If it weren’t for the leading trio of Nick Kroll, Rose Byrne, and Bobby Cannavale, Adult Beginners would be a failed pilot at a broadcast network. There’s nothing new or even particularly engaging about it, but those three manage to make it watchable. The story revolves around Jake (Kroll), who returns home with his tail tucked between his legs after a tech venture crashes and burns, obliterating his and everyone he knows’ money. He hasn’t seen his sister Justine (Byrne) in so long that he doesn’t even know how old her son actually is. The answer is three, and Justine’s got another one on the way. Rounding out the ensemble is Justine’s husband, Danny (Cannavale), who may not be quite as nice as he seems.
Jake’s delayed coming of age tale is nothing new in the navel-gazing era of indie comedies—last year’s The Skeleton Twins covered similar prolonged-adolescence ground, and to better effect—but the script, based on a story concept by Kroll, does make a few nice adjustments to the formula that keeps the movie from going full-cliché. It’s not quite enough to rescue Adult Beginners from the VOD bargain bin, but overall this is a harmless, mild-mannered movie of modest means and goals. It coasts on the charm of its cast, but there are worse things. Like Michael Bay movies.

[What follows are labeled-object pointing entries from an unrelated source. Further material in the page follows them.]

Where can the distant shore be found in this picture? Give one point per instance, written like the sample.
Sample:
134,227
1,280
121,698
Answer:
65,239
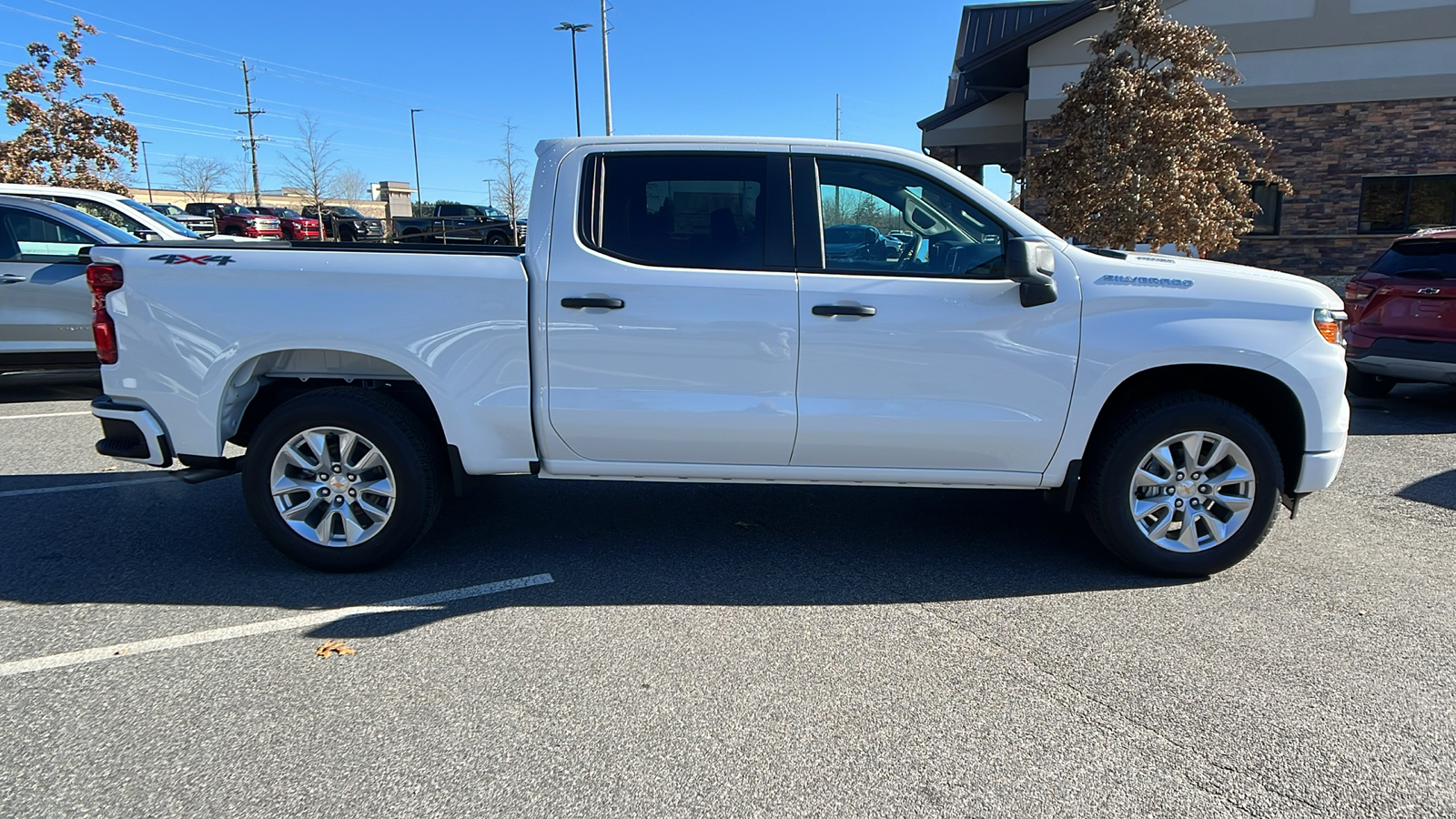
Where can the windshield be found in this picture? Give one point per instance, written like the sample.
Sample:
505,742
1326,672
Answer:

The feature film debut of director Ross Katz, Adult Beginners suffers from TV-itis—it looks like a TV show. Katz’s direction is not dynamic, and while it’s nice to see good actors allowed to work in longer-than-two-minute increments, there’s no visual style. It makes it a little hard to focus, frankly, because we’re not being asked to engage with the visual language of the movie. Instead, we watch passively as things occur on screen, everything shot in the same flat light and mostly with the same middle-distance framing. The technical aspects are serviceable, but nothing more, so it’s a really good thing the cast is so good.

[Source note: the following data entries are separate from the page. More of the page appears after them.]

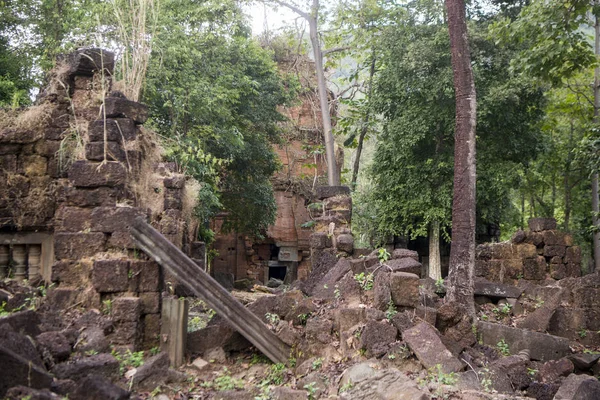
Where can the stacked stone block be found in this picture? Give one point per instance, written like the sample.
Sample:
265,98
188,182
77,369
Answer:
537,254
87,199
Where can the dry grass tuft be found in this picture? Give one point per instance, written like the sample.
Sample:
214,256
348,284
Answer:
31,118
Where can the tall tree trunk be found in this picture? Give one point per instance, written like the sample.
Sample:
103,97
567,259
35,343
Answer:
595,205
462,254
365,127
333,176
435,262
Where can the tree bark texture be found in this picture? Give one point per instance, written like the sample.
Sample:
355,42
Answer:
462,254
595,205
435,261
365,128
333,176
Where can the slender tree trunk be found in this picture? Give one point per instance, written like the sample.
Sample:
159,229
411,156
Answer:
435,262
462,254
365,127
333,176
595,205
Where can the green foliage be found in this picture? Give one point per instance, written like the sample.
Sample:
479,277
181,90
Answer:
273,319
412,169
364,280
435,375
317,363
503,348
128,359
224,382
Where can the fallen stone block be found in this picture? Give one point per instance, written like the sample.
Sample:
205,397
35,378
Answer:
377,337
117,130
424,341
89,61
541,224
120,107
579,387
95,387
100,364
496,290
542,347
387,384
408,265
325,192
404,288
94,174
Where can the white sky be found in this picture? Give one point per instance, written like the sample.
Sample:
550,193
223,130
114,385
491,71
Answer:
275,19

Because seriously, they are so good. Kroll is a top-notch sketch performer, and he is able to translate his character skills into fleshing out Jake as a real person. It would be easy for Jake to be a cartoon man-child, but Kroll throws some depth and an unashamed self-awareness into Jake that make him likeable despite his dickhead behavior. Similarly, Byrne is able to keep Justine from being a cliché suburban hausfrau, overworked and underappreciated, mostly by playing on Justine’s latent recklessness. But Cannavale is the stand-out, playing both Danny’s good side and darker impulses without any real swing in temperament or delivery. It’s not two sides of the same coin—Danny is a whole person, neither good nor bad, but capable of both. He comes across as the most immediate and real of the characters because of it.

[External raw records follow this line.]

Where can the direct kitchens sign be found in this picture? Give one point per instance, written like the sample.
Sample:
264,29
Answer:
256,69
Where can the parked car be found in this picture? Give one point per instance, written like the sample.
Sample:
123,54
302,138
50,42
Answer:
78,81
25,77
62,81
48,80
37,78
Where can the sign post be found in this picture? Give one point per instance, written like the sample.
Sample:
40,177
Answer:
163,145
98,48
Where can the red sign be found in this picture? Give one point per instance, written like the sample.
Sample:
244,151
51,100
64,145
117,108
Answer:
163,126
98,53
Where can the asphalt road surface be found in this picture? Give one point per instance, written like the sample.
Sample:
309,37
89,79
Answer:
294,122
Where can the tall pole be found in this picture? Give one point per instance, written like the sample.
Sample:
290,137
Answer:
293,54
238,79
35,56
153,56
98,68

Adult Beginners is so middle of the road it’s hard to pick on it. It’s proficient enough to avoid scathing criticism, but it’s not good enough to inspire passion. If you’re a big fan of either Kroll, Byrne, or Cannavale, it’s worth a watch, but otherwise I’d recommend looking up Win Win. It’s the same kind of slice-of-life dramedy as Adult Beginners, but it’s a far more interesting and entertaining movie. I wonder what this script looked like when Kroll was the sole screenwriter, before other writers were brought on for re-writes. Kroll’s sketches range from brutally satirical to completely daffy, and I wonder if Adult Beginners wasn’t supposed to be, in his mind, darker and less well-adjusted. But you can feel the watering down of the initially prickly premise in favor of delivering a happy ending, and it’s that sense of bland appeasement that keeps it from being anything, really.